Firefox Lite And Old PCs Could Crush IE
Eatfrank writes "A recent CNet article suggests that Mozilla should pipe a lite version of Firefox into older PCs to further attack IE's dominance: 'Firefox supporters, take note. A bare-bones Firefox will get the browser into more houses, increasing the Fox's market share and keeps it in novice users' eyes for when they get a new PC ... a truly great super-lightweight browser would have the security of Firefox, without the add-ons, without the tabs, yes, even without favourites, history lists and customisability. The Firefox name is synonymous with security and Web-browsing vigilance. Why not give this to the processing lightweights of the PC world?'"
Produce a stripped-down Mozilla light, that will be faster and have a much smaller memory footprint, and will run well on old hardware.

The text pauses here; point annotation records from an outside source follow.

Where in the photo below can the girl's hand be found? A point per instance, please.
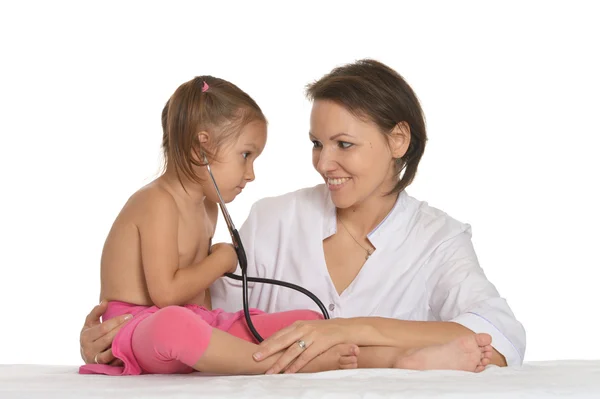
(317, 335)
(227, 254)
(96, 338)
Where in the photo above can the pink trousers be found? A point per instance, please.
(172, 339)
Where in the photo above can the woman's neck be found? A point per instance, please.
(367, 215)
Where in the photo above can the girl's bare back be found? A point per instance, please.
(122, 267)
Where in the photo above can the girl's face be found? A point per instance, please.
(234, 166)
(355, 159)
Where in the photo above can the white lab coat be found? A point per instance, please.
(424, 268)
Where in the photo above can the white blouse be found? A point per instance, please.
(424, 268)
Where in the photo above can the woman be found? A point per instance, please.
(405, 272)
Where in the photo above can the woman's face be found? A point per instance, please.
(355, 159)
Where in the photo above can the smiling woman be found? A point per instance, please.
(397, 273)
(401, 278)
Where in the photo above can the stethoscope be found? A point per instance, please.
(241, 254)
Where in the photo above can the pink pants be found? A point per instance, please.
(172, 339)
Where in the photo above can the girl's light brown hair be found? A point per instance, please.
(368, 88)
(221, 109)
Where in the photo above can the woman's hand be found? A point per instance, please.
(96, 338)
(317, 335)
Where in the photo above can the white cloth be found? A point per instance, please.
(534, 380)
(424, 268)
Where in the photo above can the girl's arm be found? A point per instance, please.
(168, 284)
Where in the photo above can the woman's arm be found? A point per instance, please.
(405, 334)
(460, 297)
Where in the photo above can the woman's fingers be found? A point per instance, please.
(278, 342)
(105, 357)
(289, 356)
(99, 338)
(96, 332)
(305, 356)
(93, 318)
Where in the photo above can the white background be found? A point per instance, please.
(510, 91)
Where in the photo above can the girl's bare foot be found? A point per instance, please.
(469, 353)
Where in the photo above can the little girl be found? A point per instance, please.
(158, 261)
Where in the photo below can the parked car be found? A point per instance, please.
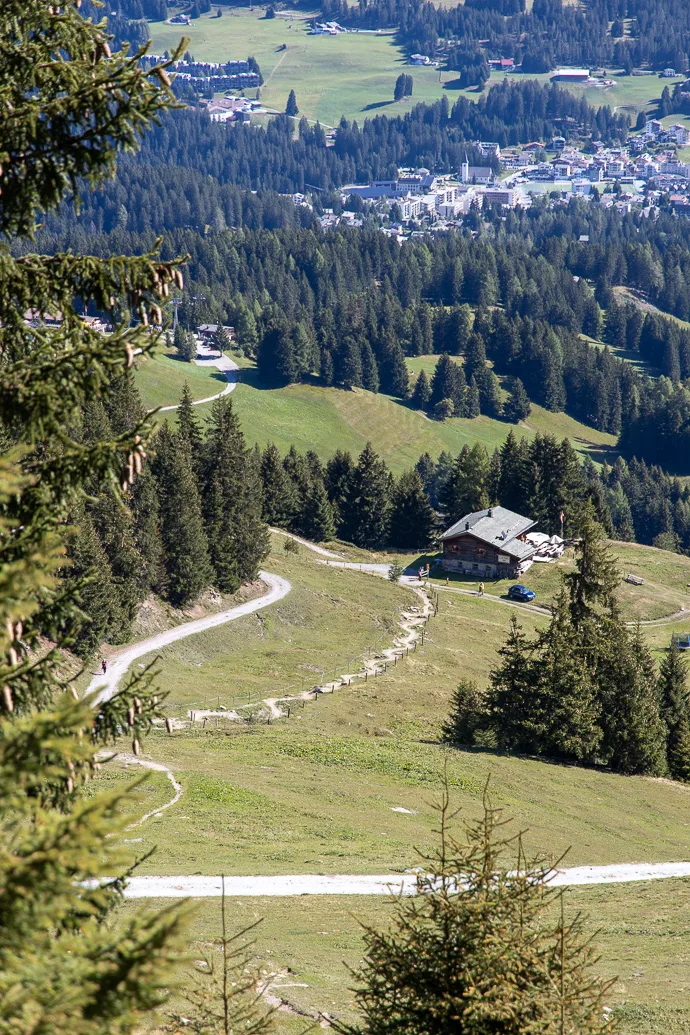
(520, 593)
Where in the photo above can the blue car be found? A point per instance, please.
(520, 593)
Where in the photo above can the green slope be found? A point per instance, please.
(326, 419)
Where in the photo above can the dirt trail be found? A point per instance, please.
(206, 356)
(367, 884)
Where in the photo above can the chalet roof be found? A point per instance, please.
(498, 527)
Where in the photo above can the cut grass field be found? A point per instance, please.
(351, 74)
(325, 419)
(665, 591)
(641, 933)
(316, 793)
(161, 378)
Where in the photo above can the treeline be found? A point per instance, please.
(348, 306)
(586, 689)
(622, 34)
(540, 477)
(191, 521)
(360, 501)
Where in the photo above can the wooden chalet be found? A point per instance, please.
(488, 543)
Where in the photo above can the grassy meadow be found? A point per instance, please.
(350, 74)
(641, 932)
(316, 793)
(325, 419)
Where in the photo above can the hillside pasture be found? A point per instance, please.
(325, 419)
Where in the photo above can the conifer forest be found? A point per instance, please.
(345, 518)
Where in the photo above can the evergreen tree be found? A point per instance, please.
(318, 522)
(187, 424)
(90, 569)
(480, 948)
(448, 383)
(146, 515)
(596, 577)
(369, 368)
(466, 491)
(413, 520)
(518, 713)
(366, 508)
(185, 344)
(570, 695)
(339, 471)
(517, 407)
(468, 715)
(280, 501)
(634, 739)
(672, 695)
(67, 963)
(422, 391)
(473, 404)
(237, 535)
(187, 562)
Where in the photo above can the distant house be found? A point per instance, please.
(476, 174)
(571, 76)
(489, 543)
(207, 332)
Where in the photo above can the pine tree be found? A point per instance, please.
(280, 500)
(518, 714)
(146, 515)
(366, 508)
(468, 715)
(187, 562)
(566, 682)
(369, 368)
(413, 520)
(237, 535)
(318, 522)
(422, 391)
(185, 344)
(67, 963)
(672, 695)
(466, 491)
(596, 577)
(89, 567)
(517, 407)
(187, 424)
(634, 733)
(481, 948)
(339, 472)
(473, 405)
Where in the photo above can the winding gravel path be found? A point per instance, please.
(331, 884)
(206, 356)
(307, 884)
(107, 684)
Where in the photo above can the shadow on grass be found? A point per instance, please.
(375, 105)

If my memory serves me well, it was going to be called "Firefox".
Athletic Scholarships to universities make as much sense as academic scholarships to sports teams.
"Nate is CNET.co.uk's expert on digital music and portable media"
Expert? He hasn't even figured out that the Opera browser even runs on mobile phones, and using the same engine as the desktop version...
Clever signature text goes here.
This post is being written on a machine with a 633 MHz processor. It's fairly ancient. It runs the full version of Firefox just fine. Mind you, it isn't running Windows, it's running DamnSmallLinux.
If I were to want a stripped down Firefox, it would probably be for embedded devices where resources are often quite limited.